Hamilelik döneminde tahmin edilebileceği üzere hormonlar tekdüze şekilde ilerlemez. Bu süreçte hormonların dalgalı hâlde seyretmesi akne oluşumunu tetikleyebilir. Bu hormonal değişiklikler sebum üretimini, cilt yağında artışı ve folikülün tabanında yağ hücrelerinin birikmesini teşvik eder. Bu da tıkanıklığa, iltihaba ve sivilce oluşumuna neden olur.
Hamilelikte akne oluşumu genellikle ilk dönemlerde daha yoğundur. Oluşan sivilceler hafif, düzenli ve hatta oldukça şiddetli seyredebilir. Ancak endişelenmenize gerek yok! Çünkü emzirme dönemine girdikten sonra yavaş yavaş aknelerle vedalaşmaya başlayabilirsiniz.

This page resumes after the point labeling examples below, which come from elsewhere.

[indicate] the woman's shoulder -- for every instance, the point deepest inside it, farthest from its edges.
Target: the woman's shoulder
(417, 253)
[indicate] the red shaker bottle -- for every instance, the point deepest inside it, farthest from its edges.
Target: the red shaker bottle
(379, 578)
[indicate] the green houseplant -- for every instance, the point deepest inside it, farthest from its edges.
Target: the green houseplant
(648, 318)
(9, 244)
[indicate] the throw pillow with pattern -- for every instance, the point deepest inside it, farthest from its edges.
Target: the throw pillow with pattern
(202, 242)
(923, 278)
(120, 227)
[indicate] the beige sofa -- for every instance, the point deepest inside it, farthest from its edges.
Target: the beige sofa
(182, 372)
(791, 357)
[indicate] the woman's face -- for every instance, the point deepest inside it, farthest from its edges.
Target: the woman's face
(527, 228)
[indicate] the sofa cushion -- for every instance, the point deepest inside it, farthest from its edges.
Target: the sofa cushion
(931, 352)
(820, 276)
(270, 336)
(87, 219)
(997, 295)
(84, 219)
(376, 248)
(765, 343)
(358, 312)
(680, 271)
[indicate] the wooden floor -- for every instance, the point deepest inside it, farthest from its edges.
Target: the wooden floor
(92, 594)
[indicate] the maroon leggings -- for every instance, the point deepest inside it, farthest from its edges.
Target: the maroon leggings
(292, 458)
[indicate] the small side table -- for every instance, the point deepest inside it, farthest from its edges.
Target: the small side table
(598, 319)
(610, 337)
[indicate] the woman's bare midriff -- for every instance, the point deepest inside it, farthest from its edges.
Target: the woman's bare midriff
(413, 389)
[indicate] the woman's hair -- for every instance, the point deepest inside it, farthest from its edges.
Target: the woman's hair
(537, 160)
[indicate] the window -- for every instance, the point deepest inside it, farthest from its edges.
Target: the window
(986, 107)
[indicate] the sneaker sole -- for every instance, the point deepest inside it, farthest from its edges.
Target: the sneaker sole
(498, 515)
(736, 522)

Saçlarınız her zamankinden daha güzel görünüyorsa ve çevrenizdeki kişilerden saçlarınıza yönelik iltifatlar alıyorsanız bunu hamileliğinize borçlu olabilirsiniz. Zira olağan seviyelerin üstüne çıkan östrojen ve progesteron, kökleri besleyerek dökülme oranını azaltırken saç foliküllerinin büyüme hızını da artırır.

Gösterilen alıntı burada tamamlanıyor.